Restricted Traffic Limited Functionality (Windows/Office/Telemetry/Privacy)

[Velocet]

Since everyone is freaking out about privacy, data collection, disabling services and other stuff it's time to finally get a solution that works with the least amount of work and no third-party apps like WPD, O&O ShutUp, etc. What most users forget and the apps won't tell you: Most of these settings only work on Enterprise editions.

Microsoft provides an overview of all settings and endpoints that you need to change/block:
Manage connections from Windows 10 operating system components to Microsoft services - This site is the main entry point for Windows.
Overview of privacy controls for Microsoft 365 Apps for enterprise - This site is the main entry point for Office 365 (also applies to Office 2016/2019)

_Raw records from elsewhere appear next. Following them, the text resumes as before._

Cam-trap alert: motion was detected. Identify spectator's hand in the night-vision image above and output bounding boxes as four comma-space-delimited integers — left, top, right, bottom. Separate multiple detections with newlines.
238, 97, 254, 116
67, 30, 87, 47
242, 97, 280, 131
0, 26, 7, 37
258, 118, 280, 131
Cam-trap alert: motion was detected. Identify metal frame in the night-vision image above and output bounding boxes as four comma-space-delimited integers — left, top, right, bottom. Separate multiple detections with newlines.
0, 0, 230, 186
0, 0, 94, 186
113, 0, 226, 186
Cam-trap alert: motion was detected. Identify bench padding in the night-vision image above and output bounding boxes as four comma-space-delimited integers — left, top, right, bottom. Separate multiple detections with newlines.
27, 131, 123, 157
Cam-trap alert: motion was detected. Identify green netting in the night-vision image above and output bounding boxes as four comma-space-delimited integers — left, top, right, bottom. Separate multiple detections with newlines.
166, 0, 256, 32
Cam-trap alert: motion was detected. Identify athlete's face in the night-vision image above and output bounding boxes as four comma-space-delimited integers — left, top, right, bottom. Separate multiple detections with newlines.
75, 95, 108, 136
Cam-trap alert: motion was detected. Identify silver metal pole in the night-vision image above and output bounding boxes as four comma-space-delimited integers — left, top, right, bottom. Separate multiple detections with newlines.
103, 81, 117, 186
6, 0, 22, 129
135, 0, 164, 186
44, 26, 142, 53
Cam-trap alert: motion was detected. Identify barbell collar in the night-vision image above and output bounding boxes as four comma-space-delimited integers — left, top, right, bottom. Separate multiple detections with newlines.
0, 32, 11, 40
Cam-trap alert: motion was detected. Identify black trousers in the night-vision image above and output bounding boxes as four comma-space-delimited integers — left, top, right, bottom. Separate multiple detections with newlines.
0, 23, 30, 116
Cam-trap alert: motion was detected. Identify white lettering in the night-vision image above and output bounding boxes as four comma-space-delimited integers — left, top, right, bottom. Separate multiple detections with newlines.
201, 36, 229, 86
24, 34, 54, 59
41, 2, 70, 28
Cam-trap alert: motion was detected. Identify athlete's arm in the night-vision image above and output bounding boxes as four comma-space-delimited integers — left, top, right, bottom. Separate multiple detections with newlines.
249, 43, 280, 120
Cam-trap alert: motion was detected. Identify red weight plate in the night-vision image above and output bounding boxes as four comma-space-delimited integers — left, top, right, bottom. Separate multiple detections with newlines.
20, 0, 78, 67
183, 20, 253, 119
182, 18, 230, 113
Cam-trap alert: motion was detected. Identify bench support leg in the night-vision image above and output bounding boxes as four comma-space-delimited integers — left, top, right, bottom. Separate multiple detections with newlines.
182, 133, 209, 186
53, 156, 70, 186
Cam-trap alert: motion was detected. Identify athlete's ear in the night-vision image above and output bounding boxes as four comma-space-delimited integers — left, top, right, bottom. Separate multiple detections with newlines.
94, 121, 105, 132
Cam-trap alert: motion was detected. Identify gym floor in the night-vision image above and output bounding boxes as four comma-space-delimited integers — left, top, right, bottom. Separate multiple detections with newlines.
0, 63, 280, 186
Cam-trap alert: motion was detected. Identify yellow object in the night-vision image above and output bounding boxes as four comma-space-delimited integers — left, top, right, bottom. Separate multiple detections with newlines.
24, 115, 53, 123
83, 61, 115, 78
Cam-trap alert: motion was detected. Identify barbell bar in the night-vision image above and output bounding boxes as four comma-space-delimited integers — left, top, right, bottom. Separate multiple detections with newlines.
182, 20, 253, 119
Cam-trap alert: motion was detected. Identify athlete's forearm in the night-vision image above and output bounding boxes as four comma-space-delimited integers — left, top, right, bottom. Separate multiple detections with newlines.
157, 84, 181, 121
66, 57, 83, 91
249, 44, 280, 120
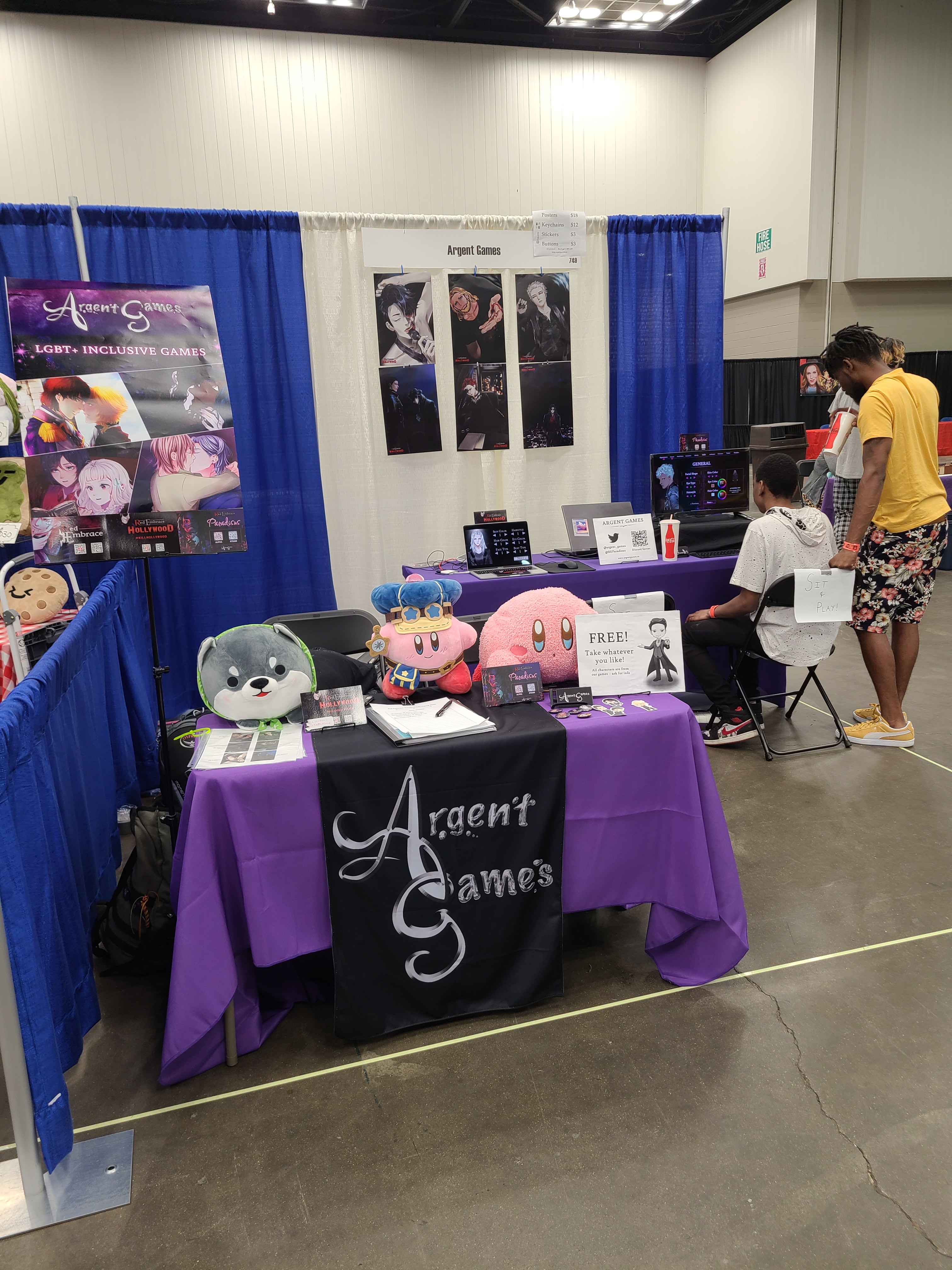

For all you crazy people out there with zero knowledge about what you are doing (like using the hosts file to block IPs...) Microsoft is providing a list which endpoint is responsible for which functionality:
Manage connection endpoints for Windows 10 Enterprise, version 2004 - Just click on Learn how to turn off traffic to the following endpoint(s) and you will know which setting it is.

nuhi
To make it as easy as possible for you to implement Microsoft provides a set of files which hold the corresponding GPOs/registry keys. You can always find the latest version of this file (which includes settings for all Windows 10 and Server versions) here:
Windows Restricted Traffic Limited Functionality Baseline
With the provided ADMX and ADML files you also don't have to write any text or explanation. Just parse these XML files. I hope that this will make it less painful for you to implement.

 

[netefu]

For all you crazy (more like wise) people out there
1. Play around with NTLite and remove components as much as you can by trial and error.
(OPTIONAL STEP) Install a paid and trustworthy VPN with killswitch. Use bitcoin for purchase.
2. Install Sphinx Windows 10 Firewall Control
3. Make hostprocess (svchost.exe) zone: "svchost+noupdates" (this won't let services to connect to the internet, but your programs -ie browser, games etc. will work fine. You'll have to MANUALLY update your PC after that preferably month to month)
4. Make System zone: Localsystem (this will also block MS Windows shenanigans)
5. Make that stupid operating system your bitc*. When you tell him to shut up it will SHUT THE f**k UP.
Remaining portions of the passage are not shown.